Now arguably it’s doing it differently, maybe? But still a search
i dont follow... even if its trained anc doesnt use search isnt the act of it deciding the next move a sortof search anyway based off its training? Ive heard people describe LLMs as extremely broad search, basically attempting to build world model and then predicting the next world based on that. Is this fundamentally different from search? Am i wrong in my assumptions here?
We know the model is approximating the results of a search. We don’t know whether it is actually searching.
At the most basic level, the model is just giving probabilities for the next moves, or in the case of value approximation, guessing which bucket the value falls into.
Text generation without human writers
Image generation without human artists
Video generation without production crews
The rub is that all the training data has been done by lots and lots of search, human writing, human artists, and human production crews. At every step, they curated the results and generated a beautiful latent space that the model was then trained on.
The impressive part about AlphaZero is that it did the Monte-Carlo Tree Search itself, without being trained on human decision-making.
While this ... well, this is just taking credit for all the search and work that was done by Stockfish, or humans, at a massive scale over centuries and then posted nearly for free online.
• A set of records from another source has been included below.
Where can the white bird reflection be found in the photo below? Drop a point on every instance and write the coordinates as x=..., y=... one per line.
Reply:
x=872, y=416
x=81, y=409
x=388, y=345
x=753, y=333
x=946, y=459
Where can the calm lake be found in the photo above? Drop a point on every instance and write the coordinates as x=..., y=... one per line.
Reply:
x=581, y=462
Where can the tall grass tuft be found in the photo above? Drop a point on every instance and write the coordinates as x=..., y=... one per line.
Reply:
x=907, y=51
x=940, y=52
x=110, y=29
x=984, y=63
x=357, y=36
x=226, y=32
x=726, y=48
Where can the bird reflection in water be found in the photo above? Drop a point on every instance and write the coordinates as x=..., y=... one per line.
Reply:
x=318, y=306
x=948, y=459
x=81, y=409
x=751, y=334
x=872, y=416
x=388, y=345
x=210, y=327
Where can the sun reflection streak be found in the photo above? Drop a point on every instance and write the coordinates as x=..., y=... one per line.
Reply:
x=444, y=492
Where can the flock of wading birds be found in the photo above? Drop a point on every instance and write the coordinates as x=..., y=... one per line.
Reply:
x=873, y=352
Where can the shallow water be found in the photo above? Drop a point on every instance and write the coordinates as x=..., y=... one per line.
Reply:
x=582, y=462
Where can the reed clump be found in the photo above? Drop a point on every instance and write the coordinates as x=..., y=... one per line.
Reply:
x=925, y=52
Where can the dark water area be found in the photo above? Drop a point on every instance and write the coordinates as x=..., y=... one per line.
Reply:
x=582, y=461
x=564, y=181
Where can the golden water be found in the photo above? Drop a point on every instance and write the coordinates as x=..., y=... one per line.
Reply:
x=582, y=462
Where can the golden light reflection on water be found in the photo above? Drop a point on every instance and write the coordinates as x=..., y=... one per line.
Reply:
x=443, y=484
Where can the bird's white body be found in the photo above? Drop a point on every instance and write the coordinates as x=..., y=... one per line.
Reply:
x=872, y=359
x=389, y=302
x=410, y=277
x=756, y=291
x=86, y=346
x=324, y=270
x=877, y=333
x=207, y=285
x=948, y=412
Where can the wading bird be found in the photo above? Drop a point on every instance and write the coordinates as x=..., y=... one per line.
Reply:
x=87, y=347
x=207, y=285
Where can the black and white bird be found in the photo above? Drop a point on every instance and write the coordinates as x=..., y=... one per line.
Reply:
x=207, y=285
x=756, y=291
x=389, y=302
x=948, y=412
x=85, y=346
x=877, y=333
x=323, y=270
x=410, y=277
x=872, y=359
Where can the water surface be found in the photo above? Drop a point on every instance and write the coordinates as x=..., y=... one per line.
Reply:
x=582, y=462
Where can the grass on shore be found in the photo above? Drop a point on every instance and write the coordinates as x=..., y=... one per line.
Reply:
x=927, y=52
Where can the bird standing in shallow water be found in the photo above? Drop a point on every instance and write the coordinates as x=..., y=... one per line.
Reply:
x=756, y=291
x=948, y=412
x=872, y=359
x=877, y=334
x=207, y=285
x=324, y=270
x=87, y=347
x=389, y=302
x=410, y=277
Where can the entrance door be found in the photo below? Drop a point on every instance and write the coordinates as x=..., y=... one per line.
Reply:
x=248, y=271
It's then using all that data and generating similar stuff. Whoop de doo. Oh, and it's even used cheap labor for the last mile, too:
It's not the same thing as actual search to, for example, automatically derive scientific laws (e.g. Kepler's laws of motion) from raw data fed to it (e.g. of star movements). AI doing that can actually model the real space, not the latent space. It can go out and learn without humans or stockfish massively bootstrapping its knowledge.
I mean, don't get me wrong ... learning a lot about the latent space is what students strive to do in schools and universities, and the AIs are like a very smart student. In fact, they can be huge polymaths and polyglots and therefore uncover a lot of interesting connections and logical deductions from the latent space. They can do so at a huge scale... and I have often said that swarms of AIs will be unstoppable. So at the end of the day, although this isn't very impressive when it comes to the credit of who did the search and curation, AI is going to be extremely impressive with what it can do with the results on the next N levels.
I would very much prefer a model trained on human data that had absorbed a part of human values, than a completely de novo intelligence that bootstrapped itself using experimentation in the physical world.
"We annotate each board in the dataset with action-values provided by the powerful Stockfish 16 engine, leading to roughly 15 billion data points [...] without any domain-specific tweaks or explicit search algorithms."
This used to be a comforting thought whenever computers beat humans in chess, but I think that time has passed. The paper mentions AlphaZero [1], which has beaten AlphaGo, which beat Lee Sedol back in 2016 [2].
My pithy comment probably wasn't enough to express what I meant. :)
I know that computers have already beaten humans at Go. But what's interesting is that in both the chess and Go cases, a lot of real-time compute was necessary to win the games. Now we have a potential way to build the model ahead of time such that the computer during interactive play is much smaller.
This means that we can be much more portable with the solution, and it also means that for online game companies, they can spend a lot less money on gameplay, especially if gameplay is most of their compute.
The "no-search" chess engine uses search (Stockfish) in in two ways:
1. To score positions in the training data. This is only training data, no search is performed when actually playing.
2. To play moves when the position has many options with a 99% win rate. This is to prevent pathological behavior in already won positions, and is not "meaningful" in the objective of grandmaster-level play.
Thus, "without search" is a valid description.